Security is only as strong as its weakest link. That's important to keep in mind for software security, with its long chain of links, from design to development to deployment. Last year, members of NVIDIA's Offensive Security Research team (aka "red team") presented at DEF CON 29 their results on the evaluation of the security of a firmware written in SPARK and running on RISC-V. They ended up not finding vulnerabilities in the code but in the RISC-V ISA instead. This year, the same team presented at DEF CON 30 a retrospective on the security evaluation of 17 high-impact projects since 2020. TL;DR: using SPARK makes a big difference for security, compared to using C/C++.
The security researchers start by stating a well-known fact (that they support with the reports on 12 years of security bugs at Microsoft, and 5 years of security bugs at Google Chrome team): 70% of all security bugs are related to memory safety. That's the kind of bugs you won't see in SPARK code, as they are either prevented by the design of SPARK or detected by formal verification.

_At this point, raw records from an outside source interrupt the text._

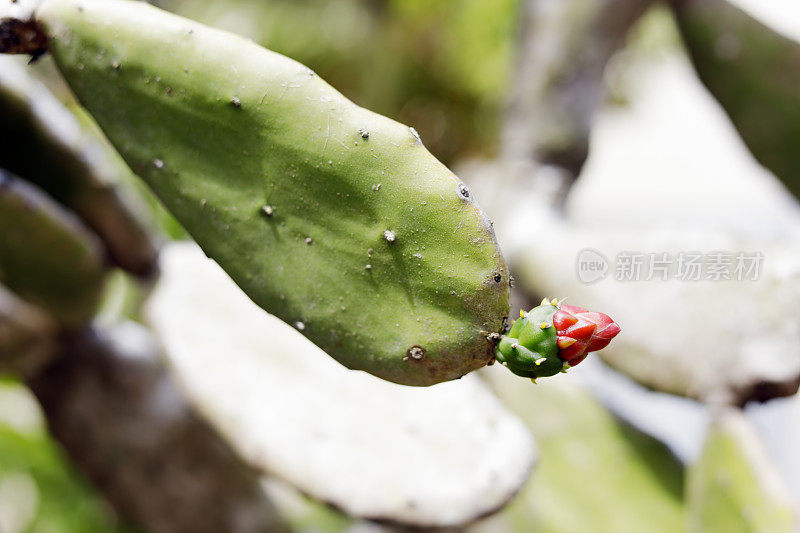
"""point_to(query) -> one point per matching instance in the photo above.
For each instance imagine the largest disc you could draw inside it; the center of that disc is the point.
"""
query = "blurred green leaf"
(731, 488)
(36, 478)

Then, at 15:39 in the recording, Zabrocki asks the most interesting question: do they see benefits in using SPARK, compared to similar developments in C/C++? He then goes on to compare the results on 3 projects in SPARK and 6 projects in C/C++, and the results are clear. As he says: there is a "huge difference". Not only do they detect fewer security bugs in SPARK projects, but they detect "deeper" bugs related to software design and hardware-software interfaces, as they do not need to spend time looking for "simple" bugs like memory safety ones.
examples of real-world bugs in SPARK code
7-minutes comparison of C/C++ vs SPARK
If you want to peek at what are the "deeper" bugs that they detected
in SPARK projects, jump to 22:38 of the recording. I personally enjoyed
it! And I'm both amazed and grateful that NVIDIA shows such openness in
disclosing the kind of bugs that escaped all their regular development
and verification activities.
If you have only 2 minutes, just jump to the conclusion at 39:00. There should be some inspiration for you if you're facing similar security issues in your software products.